The company said certified sustainable palm oil accounted for 34% of its European sales volume in 2013, a total of 348,000 tonnes. In October 2012, it said about 15% of its palm oil sales were from certified sustainable sources.
IOI Loders Croklaan sustainability director Ben Vreeburg said in a statement that the company was pleased to have exceeded its goal, as it was “very committed in stimulating the buying of certified palm oil”.
“We expect a continuous increase of RSPO certified palm oil in 2014,” he said. “This is due to a growing belief that sustainable palm oil is the right thing to buy.”
Vreeburg said that demand had been growing for traceable supply, and new EU labelling legislation, which will require food companies to specify palm oil in ingredients lists, was another key factor.
The company told FoodNavigator that it had not yet set a definite goal for increasing sustainable volumes in 2014, but expected about half of total volume sold in Europe this year to come from sustainable sources.
"The market determines the speed of uptake," it said, adding that demand is highest in Europe, but only about 8% of its US sales volumes are certified sustainable, while demand from South East Asia is 'limited'.
The company sources most of its certified sustainable palm oil from its parent company, IOI Group in Malaysia, one of the founding members of the RSPO.
IOI Loders Croklaan first offered RSPO-certified palm oil to the European market in 2010. Since 2011, the company has been able to deliver all of its products according to the RSPO mass balance system, which allows suppliers to combine some segregated RSPO certified oil and some standard oil.
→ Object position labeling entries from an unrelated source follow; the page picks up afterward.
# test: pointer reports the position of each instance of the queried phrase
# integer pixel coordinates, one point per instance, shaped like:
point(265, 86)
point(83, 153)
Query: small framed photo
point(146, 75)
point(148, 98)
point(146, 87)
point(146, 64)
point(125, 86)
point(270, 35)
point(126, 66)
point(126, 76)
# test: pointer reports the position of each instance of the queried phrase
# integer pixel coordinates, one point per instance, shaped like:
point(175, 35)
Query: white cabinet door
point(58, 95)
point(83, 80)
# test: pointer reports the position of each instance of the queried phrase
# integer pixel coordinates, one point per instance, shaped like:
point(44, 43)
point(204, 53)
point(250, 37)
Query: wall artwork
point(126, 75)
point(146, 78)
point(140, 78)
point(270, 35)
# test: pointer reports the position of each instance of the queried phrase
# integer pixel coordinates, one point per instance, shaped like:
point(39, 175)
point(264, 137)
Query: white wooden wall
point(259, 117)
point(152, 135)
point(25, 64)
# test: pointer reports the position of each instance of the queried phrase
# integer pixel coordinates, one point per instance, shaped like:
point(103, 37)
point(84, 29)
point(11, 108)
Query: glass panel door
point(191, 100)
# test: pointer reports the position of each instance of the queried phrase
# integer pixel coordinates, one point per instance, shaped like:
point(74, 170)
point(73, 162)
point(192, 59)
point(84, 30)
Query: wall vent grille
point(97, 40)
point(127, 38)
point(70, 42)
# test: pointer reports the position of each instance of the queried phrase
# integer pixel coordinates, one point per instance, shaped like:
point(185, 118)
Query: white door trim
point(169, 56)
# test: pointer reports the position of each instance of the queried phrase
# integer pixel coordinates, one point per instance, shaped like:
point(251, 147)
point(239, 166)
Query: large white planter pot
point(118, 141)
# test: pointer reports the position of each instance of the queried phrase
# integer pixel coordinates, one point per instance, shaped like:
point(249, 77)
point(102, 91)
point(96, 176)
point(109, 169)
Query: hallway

This allows users to use the RSPO trademark (with the word ‘Mixed’) and the claim: ‘Contributes to the production of certified sustainable palm oil’.
IOI Loders Croklaan Europe also offers products that are certified according to the stricter RSPO segregated system, which means the oil must be traceable right along the supply chain back to certified plantations.
The RSPO aims to bring together palm oil firms and conservation groups and certifies oil that has not been grown on land deforested to produce the crop, among other criteria.